Такое Софи слышала от матери впервые.
— Тут нечем гордиться, мама, — всхлипывала она. — Замуж я вышла неудачно, с мужем наладить отношения не сумела, веду себя как последняя дура…
— Нет, дорогая, — горячо заговорила Элоиза. — Я горжусь тобой, потому что ты полна достоинства. Мне ли не знать, каким жестоким может быть свет, особенно к тем, у кого разваливается брак. Но ты вела себя безукоризненно. Я действительно горжусь тобой, Софи.

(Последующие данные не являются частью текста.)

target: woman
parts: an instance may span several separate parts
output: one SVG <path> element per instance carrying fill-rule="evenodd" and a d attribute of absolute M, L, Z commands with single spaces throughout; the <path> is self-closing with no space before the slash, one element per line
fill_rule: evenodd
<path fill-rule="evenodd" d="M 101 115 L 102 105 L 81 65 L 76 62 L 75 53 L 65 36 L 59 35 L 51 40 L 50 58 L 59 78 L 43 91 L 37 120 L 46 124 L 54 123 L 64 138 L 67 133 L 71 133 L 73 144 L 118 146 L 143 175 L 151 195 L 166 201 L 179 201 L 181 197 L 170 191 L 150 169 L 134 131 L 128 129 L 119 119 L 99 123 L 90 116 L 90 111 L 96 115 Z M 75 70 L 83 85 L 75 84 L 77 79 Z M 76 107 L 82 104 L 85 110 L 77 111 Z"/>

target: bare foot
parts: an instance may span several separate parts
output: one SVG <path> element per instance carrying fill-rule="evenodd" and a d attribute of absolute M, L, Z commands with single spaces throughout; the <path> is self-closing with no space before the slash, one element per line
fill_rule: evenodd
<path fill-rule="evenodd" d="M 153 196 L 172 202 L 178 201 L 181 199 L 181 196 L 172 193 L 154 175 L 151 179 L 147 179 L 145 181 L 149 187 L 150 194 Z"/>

— Спасибо, мама, — обронила дочь, судорожно сглотнув. — Гордо стоять среди руин брака — это у меня, наверное, наследственное.
Глава 24
На следующее утро, едва Софи успела привести себя в порядок, как Клеменс объявил о прибытии леди Мадлен Корнель.
Софи направилась в гостиную немного встревоженная. Они виделись только вчера, и приятельница Брэддона ничего не сказала о том, что собирается в гости.
— Этот маскарад мне надоел, — сразу же начала Мадлен, после того как они устроились в креслах. — И я решила с ним покончить.
— Почему? — охнула Софи.
— Потому что это нечестно и недостойно. Я просто не могу. Поймите, Софи, ведь мне придется лгать всю жизнь, а не только эти несколько недель, как мы думали вначале. Вы представляете, каждый день я должна буду прикидываться дочерью французского маркиза. Это невозможно.
— Но вам вовсе не нужно никем прикидываться, — возразила Софи, — потому что вы станете графиней Слэслоу сразу же, как только выйдете замуж за Брэддона. После свадьбы до вашего происхождения никому не будет никакого дела.
— А дети, Софи? — нетерпеливо проговорила Мадлен. — Что я скажу детям? Представляете, мой сын подрастет и узнает, что его мать выросла в конюшнях и выдавала себя за аристократку. Всю оставшуюся жизнь мне придется переживать, как бы дети случайно не узнали правду. А их дедушка? Что мне делать с отцом? Назначить его старшим конюхом в конюшнях Брэддона? Нет, Софи, так поступить с отцом я не могу. Понимаю, все получилось очень глупо. — Она бросила взгляд на Софи и, увидев в ее глазах слезы, заволновалась, переходя на французский. — О, извините меня, ради Бога. Я не имела в виду, что… — Мадлен сама начала всхлипывать. — О, Софи, в любом случае это не ваша вина! Я так благодарна вам за доброту, за все, чему вы меня научили. Вы такая… замечательная. А мы с Брэддоном глупцы. Пытались пролезть в рай с помощью лжи.
— Но Брэддон вас действительно любит, — подала голос Софи.
— Для счастья одной любви недостаточно, — возбужденно возразила Мадлен. — Между нами не должно быть никакой фальши.
«Да, — подумала Софи, — одной любви действительно недостаточно, особенно если она без взаимности».
— И что же вы теперь собираетесь делать?
— Мы с Брэддоном вчера уже поговорили. Уедем в Америку. Он готов на все, лишь бы быть со мной… и полон решимости.